2 分词类DChineseAnalyzer的建立
分词类的建立我们参考StandarAnalyzer分词的实现,再次基础上实现了DChineseAnalyzer类。在分词类中实现必要的构造函数,以及
public overrideTokenStream TokenStream(System.String fieldName, System.IO.TextReader reader)
public overrideTokenStream ReusableTokenStream(System.String fieldName, System.IO.TextReader reader)

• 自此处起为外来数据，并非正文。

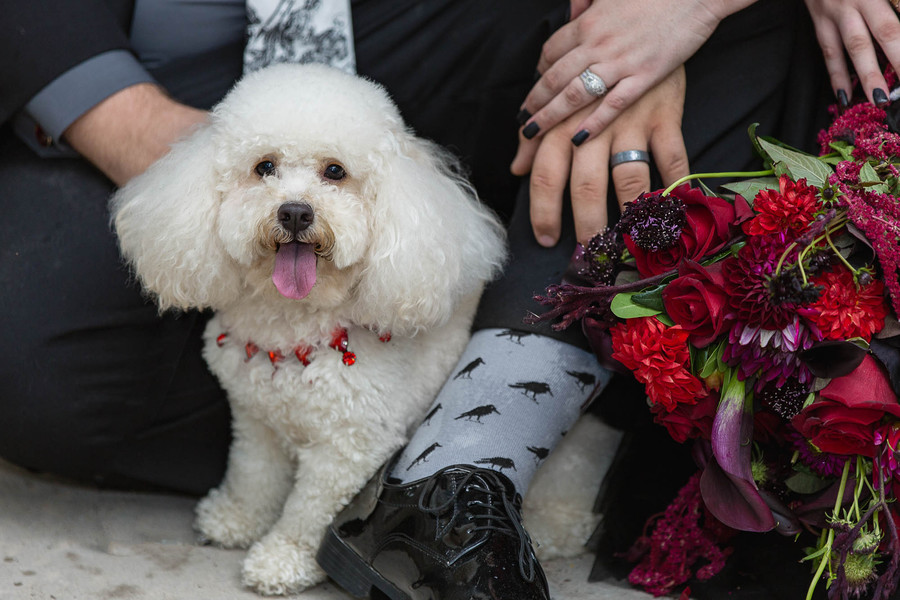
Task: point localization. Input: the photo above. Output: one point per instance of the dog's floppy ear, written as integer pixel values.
(166, 218)
(433, 240)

这两个函数。他们的作用是在函数中调用用分词器Tokenizer的派生类来实现分词。在现有的版本中一般是在使用分词类的时候,直接调用ReusableTokenStream函数,而不是调用TokenStream函数,这样可以做到一个分词类对象的建立可供多个分词文本的使用。从而减少内存的浪费,提高效率。
以及一些字段,利用这些字段,我们可以加入一些停用词,用户自己的词典。
3 分词器DChineseTokenizer的建立
这个类是分词的核心关键所在。我们要在其中调用ICTCLAS中的分词。在这里面要注意的一个函数是publicoverride bool IncrementToken()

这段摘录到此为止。